The Power of High Expectations

There are many reasons why Friendship Academy of the Arts (FAA), a charter public school in south Minneapolis, is this year’s top Minneapolis Star Tribune’s “Beating the Odds” school in the Twin Cities. With a student body of over 97% on free and reduced lunch, they topped all metropolitan schools with at least 85% poverty level in both reading proficiency (83.3%) and math proficiency (90.3%).

On Tuesday, I named them “The Little Engine that Did.” How did they do it?

According to recently retired Executive Director Nell Collier, “Through the years, we experienced some ups and downs, but we never entertained a deficit perspective. We always adopted an attitude of accepting the truth, but determining what we needed to do to improve, and then doing it.”

When the school learned four years ago that their authorizer was recommending closure due to poor academic test scores, “our school board, staff, and many community stakeholders believed in our power to overcome obstacles and continue to bring value to students and families,” said Collier. “We found what we needed to correct, made necessary corrections, and student scores began to climb.”

FAA hired an Academic Director and began to train staff in SIOP (Sheltered Instruction Observation Protocol) and Thinking Maps, by David Hyerle, as strategies to accelerate students’ intellectual performances. They became prolific in using data to inform instruction and trained their students to do the same. Their students knew the academic goals they were striving to achieve and became competitive against themselves to improve their skills. Sounds a lot like personalized learning to me!

“Every teacher expected students to produce high intellectual learning performances,” continued Collier. “When students were questioned, each one learned to respond in complete sentences to meet teacher expectations. . . . We changed our reference to our learners by calling them scholars. They come in knowing they are college bound.”

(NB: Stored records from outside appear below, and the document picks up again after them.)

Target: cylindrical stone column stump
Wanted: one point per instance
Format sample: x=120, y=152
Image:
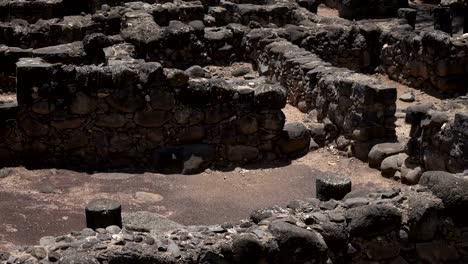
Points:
x=101, y=213
x=329, y=186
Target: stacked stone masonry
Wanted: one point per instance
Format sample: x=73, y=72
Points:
x=49, y=123
x=410, y=225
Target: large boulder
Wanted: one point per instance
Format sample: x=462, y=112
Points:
x=374, y=219
x=185, y=159
x=330, y=186
x=452, y=190
x=297, y=245
x=381, y=151
x=392, y=164
x=423, y=216
x=295, y=139
x=270, y=96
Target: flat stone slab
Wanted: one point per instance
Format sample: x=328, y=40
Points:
x=112, y=176
x=148, y=222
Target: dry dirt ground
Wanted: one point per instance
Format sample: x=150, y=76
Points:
x=36, y=203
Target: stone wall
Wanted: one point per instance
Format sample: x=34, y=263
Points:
x=126, y=113
x=356, y=9
x=438, y=142
x=431, y=60
x=361, y=108
x=410, y=225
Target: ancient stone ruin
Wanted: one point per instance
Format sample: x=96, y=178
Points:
x=181, y=87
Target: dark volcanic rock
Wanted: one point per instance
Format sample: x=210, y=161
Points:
x=297, y=245
x=371, y=220
x=452, y=190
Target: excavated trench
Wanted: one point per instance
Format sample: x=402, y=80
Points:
x=254, y=101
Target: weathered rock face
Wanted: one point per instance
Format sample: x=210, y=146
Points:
x=359, y=107
x=140, y=111
x=355, y=9
x=451, y=190
x=438, y=142
x=421, y=60
x=393, y=226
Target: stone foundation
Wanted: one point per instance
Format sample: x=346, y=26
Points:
x=385, y=226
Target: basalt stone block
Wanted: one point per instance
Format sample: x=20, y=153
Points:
x=101, y=213
x=424, y=217
x=330, y=186
x=297, y=245
x=162, y=99
x=83, y=104
x=247, y=248
x=294, y=139
x=185, y=159
x=110, y=120
x=392, y=164
x=152, y=118
x=176, y=77
x=409, y=14
x=247, y=125
x=380, y=151
x=270, y=96
x=271, y=120
x=372, y=220
x=202, y=92
x=452, y=190
x=32, y=74
x=140, y=29
x=70, y=53
x=242, y=153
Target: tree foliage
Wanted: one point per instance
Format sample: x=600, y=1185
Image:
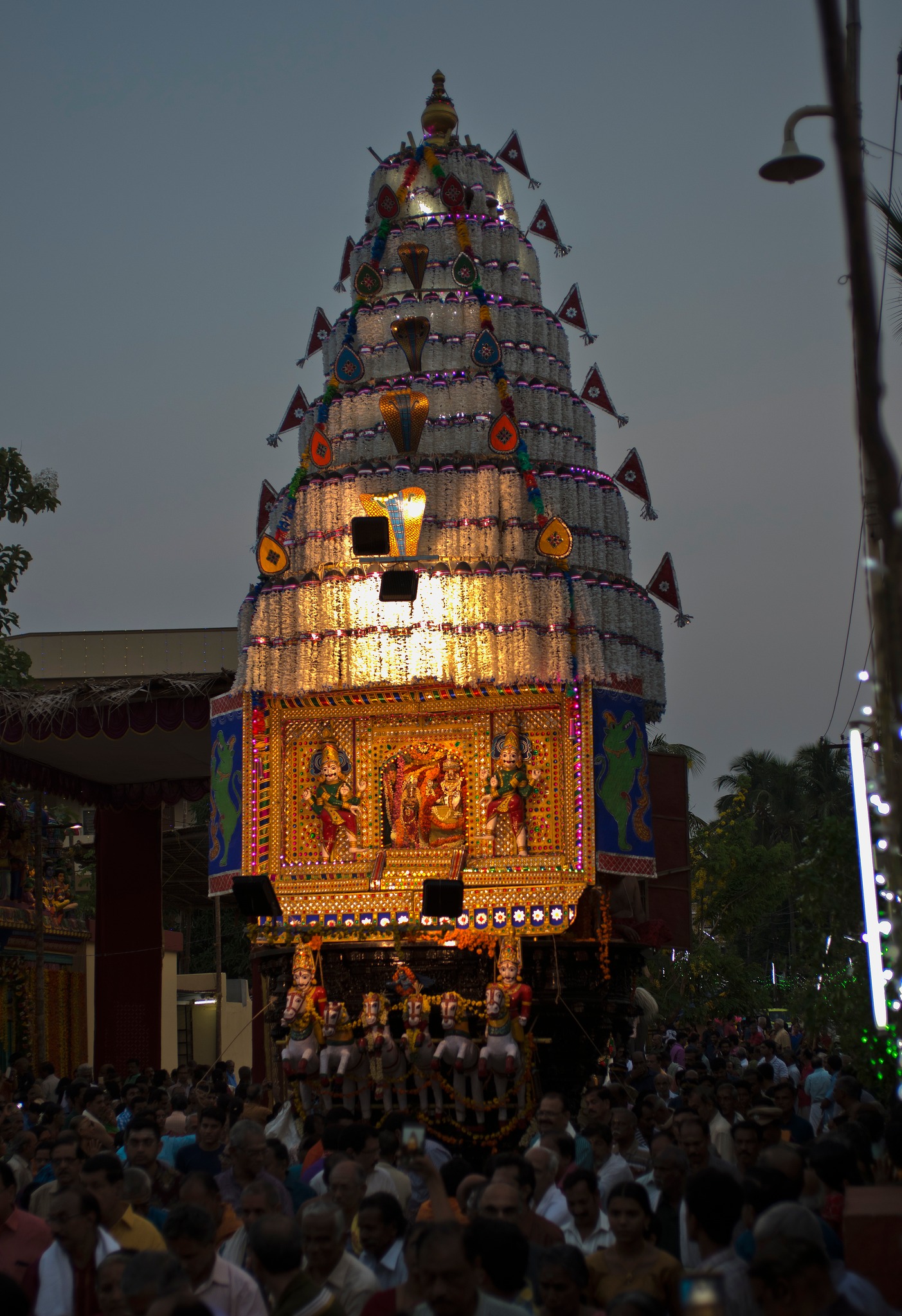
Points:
x=20, y=494
x=776, y=895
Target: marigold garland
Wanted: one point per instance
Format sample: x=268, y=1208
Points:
x=19, y=975
x=604, y=934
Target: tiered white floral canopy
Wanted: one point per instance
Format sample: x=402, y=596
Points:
x=490, y=610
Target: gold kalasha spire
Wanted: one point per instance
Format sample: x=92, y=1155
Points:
x=439, y=119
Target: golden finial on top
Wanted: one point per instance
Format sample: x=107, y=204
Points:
x=439, y=119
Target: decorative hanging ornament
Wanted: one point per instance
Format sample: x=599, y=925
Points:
x=348, y=366
x=411, y=335
x=633, y=478
x=267, y=501
x=503, y=434
x=544, y=227
x=271, y=558
x=368, y=282
x=511, y=154
x=486, y=351
x=298, y=407
x=345, y=265
x=595, y=391
x=572, y=314
x=386, y=203
x=664, y=587
x=464, y=270
x=318, y=336
x=404, y=414
x=320, y=449
x=555, y=540
x=414, y=257
x=452, y=194
x=404, y=511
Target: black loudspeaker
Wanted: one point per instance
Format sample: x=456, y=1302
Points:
x=398, y=586
x=442, y=898
x=256, y=898
x=369, y=536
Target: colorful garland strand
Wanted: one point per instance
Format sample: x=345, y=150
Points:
x=521, y=454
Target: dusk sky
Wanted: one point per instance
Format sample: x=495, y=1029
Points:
x=179, y=179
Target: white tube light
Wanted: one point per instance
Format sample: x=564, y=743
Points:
x=868, y=886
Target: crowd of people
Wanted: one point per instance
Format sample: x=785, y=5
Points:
x=708, y=1169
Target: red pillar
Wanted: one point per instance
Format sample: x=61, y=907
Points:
x=258, y=1027
x=129, y=940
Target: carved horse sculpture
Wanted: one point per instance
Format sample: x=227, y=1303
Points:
x=343, y=1056
x=501, y=1056
x=458, y=1049
x=386, y=1063
x=419, y=1047
x=301, y=1056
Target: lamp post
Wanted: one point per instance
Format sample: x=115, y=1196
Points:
x=883, y=515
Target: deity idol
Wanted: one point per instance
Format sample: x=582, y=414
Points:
x=332, y=801
x=518, y=994
x=305, y=1002
x=443, y=816
x=510, y=786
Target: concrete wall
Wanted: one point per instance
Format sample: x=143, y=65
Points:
x=169, y=1037
x=236, y=1022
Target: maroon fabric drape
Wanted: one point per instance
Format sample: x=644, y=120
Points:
x=129, y=939
x=114, y=722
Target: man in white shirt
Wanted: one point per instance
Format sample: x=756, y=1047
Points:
x=192, y=1238
x=589, y=1228
x=610, y=1166
x=386, y=1162
x=329, y=1261
x=548, y=1200
x=770, y=1057
x=722, y=1139
x=381, y=1223
x=714, y=1203
x=79, y=1244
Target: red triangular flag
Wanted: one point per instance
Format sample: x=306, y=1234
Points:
x=293, y=418
x=572, y=314
x=295, y=411
x=595, y=391
x=319, y=333
x=544, y=227
x=511, y=154
x=345, y=265
x=633, y=477
x=267, y=498
x=664, y=587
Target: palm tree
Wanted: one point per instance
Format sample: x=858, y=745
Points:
x=892, y=240
x=696, y=760
x=825, y=776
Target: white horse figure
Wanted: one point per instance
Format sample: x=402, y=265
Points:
x=419, y=1047
x=501, y=1056
x=343, y=1056
x=458, y=1049
x=386, y=1063
x=299, y=1057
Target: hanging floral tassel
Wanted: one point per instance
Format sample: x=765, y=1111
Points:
x=345, y=265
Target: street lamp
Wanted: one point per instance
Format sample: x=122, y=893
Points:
x=791, y=166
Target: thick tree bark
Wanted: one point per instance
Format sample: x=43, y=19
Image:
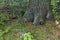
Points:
x=38, y=11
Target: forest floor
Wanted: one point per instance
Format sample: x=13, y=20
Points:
x=48, y=31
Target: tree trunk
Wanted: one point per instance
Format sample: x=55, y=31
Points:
x=38, y=11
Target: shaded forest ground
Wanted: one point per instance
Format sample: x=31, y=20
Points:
x=48, y=31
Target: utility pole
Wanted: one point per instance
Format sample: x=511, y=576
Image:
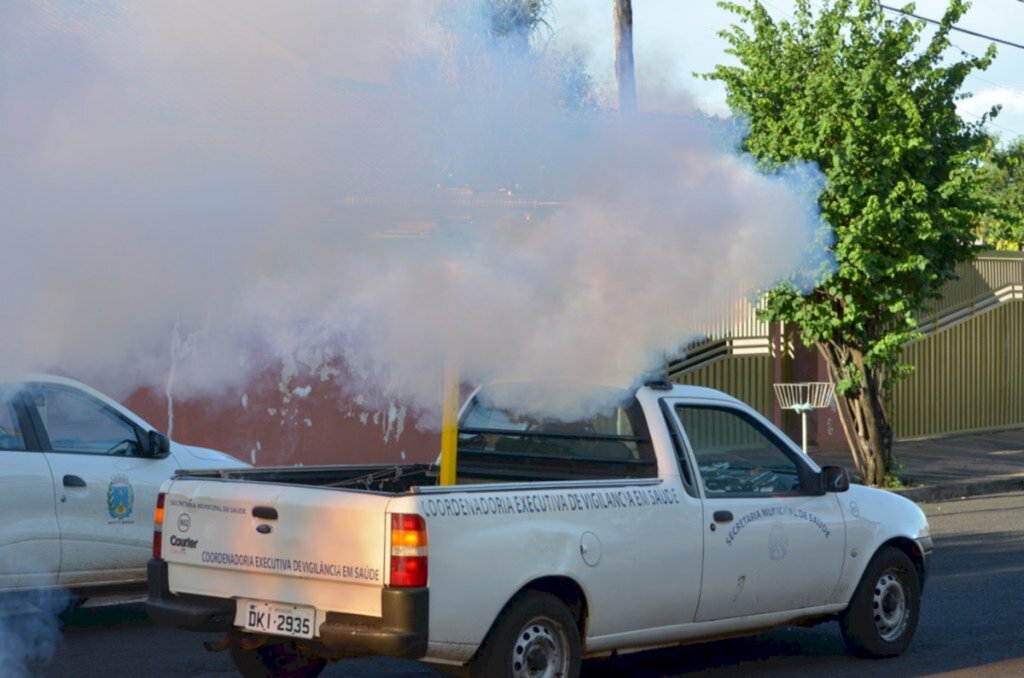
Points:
x=624, y=56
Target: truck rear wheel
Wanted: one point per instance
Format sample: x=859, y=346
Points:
x=883, y=612
x=275, y=659
x=535, y=637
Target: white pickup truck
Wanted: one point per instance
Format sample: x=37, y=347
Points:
x=80, y=474
x=678, y=516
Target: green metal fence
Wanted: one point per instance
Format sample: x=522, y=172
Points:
x=969, y=367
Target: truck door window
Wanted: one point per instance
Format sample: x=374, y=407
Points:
x=77, y=423
x=11, y=435
x=735, y=455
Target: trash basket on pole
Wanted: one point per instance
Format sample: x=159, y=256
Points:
x=803, y=397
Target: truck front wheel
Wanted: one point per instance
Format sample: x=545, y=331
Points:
x=883, y=612
x=275, y=659
x=535, y=637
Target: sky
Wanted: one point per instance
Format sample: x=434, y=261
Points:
x=673, y=39
x=197, y=191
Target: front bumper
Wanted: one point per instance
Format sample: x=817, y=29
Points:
x=399, y=631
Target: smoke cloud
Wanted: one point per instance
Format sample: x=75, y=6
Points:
x=381, y=181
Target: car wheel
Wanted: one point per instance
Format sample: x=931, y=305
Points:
x=275, y=659
x=883, y=613
x=536, y=636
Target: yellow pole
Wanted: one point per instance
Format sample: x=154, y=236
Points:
x=450, y=423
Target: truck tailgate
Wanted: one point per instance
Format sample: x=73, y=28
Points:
x=278, y=543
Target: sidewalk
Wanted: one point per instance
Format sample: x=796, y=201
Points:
x=954, y=466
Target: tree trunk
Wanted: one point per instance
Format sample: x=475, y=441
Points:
x=873, y=437
x=624, y=56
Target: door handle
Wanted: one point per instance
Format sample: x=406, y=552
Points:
x=265, y=512
x=723, y=516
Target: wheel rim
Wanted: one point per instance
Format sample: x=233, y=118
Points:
x=890, y=606
x=540, y=649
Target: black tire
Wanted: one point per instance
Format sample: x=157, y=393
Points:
x=883, y=613
x=275, y=659
x=535, y=636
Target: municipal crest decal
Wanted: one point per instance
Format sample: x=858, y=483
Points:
x=120, y=498
x=778, y=544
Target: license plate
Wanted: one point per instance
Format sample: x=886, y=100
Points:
x=275, y=619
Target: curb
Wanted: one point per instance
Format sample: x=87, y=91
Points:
x=995, y=484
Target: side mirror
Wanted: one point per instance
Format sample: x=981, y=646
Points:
x=835, y=478
x=158, y=446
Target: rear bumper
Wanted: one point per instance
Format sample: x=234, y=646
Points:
x=400, y=631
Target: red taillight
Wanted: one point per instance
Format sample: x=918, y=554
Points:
x=409, y=550
x=158, y=525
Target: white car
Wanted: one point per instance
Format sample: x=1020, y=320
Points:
x=79, y=475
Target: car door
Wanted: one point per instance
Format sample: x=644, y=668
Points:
x=30, y=540
x=105, y=488
x=772, y=541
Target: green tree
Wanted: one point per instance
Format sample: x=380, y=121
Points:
x=863, y=95
x=1003, y=182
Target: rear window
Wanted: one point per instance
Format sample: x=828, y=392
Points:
x=501, y=443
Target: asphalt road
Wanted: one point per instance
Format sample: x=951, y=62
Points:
x=970, y=626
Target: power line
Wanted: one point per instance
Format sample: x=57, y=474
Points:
x=954, y=28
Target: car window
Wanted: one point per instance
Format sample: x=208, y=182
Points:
x=735, y=454
x=605, y=445
x=76, y=422
x=11, y=435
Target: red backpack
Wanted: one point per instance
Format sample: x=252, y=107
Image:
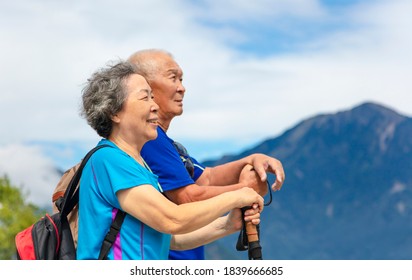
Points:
x=51, y=238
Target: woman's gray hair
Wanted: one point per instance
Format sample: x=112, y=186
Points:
x=104, y=95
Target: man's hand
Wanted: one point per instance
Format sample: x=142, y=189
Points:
x=251, y=179
x=263, y=164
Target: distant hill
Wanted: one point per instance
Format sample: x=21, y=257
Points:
x=348, y=189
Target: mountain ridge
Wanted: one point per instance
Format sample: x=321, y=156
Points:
x=348, y=187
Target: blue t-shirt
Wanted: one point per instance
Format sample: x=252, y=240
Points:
x=108, y=171
x=164, y=160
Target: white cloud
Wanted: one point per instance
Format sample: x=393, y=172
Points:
x=49, y=49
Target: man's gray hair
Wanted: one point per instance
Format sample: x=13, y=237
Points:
x=146, y=61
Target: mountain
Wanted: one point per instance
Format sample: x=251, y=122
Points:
x=347, y=193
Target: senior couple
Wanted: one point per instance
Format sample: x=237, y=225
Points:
x=174, y=205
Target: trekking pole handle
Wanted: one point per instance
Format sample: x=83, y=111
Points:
x=251, y=229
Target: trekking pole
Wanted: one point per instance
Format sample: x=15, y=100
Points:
x=252, y=232
x=249, y=235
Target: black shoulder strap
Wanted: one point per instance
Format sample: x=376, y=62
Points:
x=111, y=235
x=71, y=198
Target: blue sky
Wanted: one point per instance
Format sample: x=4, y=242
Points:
x=252, y=69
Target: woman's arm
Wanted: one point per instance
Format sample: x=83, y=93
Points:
x=219, y=228
x=152, y=208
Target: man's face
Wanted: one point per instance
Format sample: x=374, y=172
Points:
x=167, y=87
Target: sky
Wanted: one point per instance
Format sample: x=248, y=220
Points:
x=252, y=69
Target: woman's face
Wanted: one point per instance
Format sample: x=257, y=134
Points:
x=137, y=121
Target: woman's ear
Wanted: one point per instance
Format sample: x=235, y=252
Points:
x=115, y=118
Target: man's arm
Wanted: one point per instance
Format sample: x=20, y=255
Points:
x=201, y=190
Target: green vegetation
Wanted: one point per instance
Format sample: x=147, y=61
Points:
x=15, y=215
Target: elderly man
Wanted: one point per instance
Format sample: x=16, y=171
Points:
x=181, y=176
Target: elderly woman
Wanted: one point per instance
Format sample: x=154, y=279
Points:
x=118, y=104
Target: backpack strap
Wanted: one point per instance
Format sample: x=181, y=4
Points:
x=112, y=234
x=71, y=198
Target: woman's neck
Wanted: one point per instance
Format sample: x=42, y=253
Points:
x=127, y=148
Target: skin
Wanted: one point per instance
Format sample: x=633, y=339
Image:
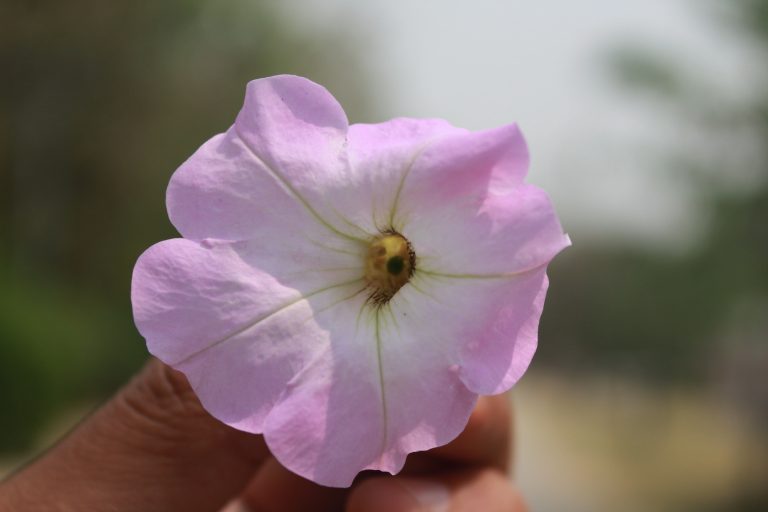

Though Ms. Collier retired to become the school’s Arts Enrichment Coordinator, FAA is destined to stay on course with high expectations of its board of directors and new Executive Director, Charvez Russell, FAA’s former fifth-grade teacher. A native of Mississippi, Mr. Russell brings both teaching and business experience to his leadership role. He began his career in business as part of the leadership team of the Minneapolis/St. Paul airport location of Avis Budget group. During his 8 ½ years there the group experienced improvements in revenue, operational efficiencies, and performance. He felt called to return to the classroom and joined FAA as a teacher. Today he is seeking his doctorate degree in Organizational Leadership.

Congratulations to the board of directors and staff of Friendship Academy of the Arts. You are a model of the original chartering vision—a small, innovative school, passionately committed to your mission, producing results that eliminate (not just reduce) the “achievement gap.” Job well done!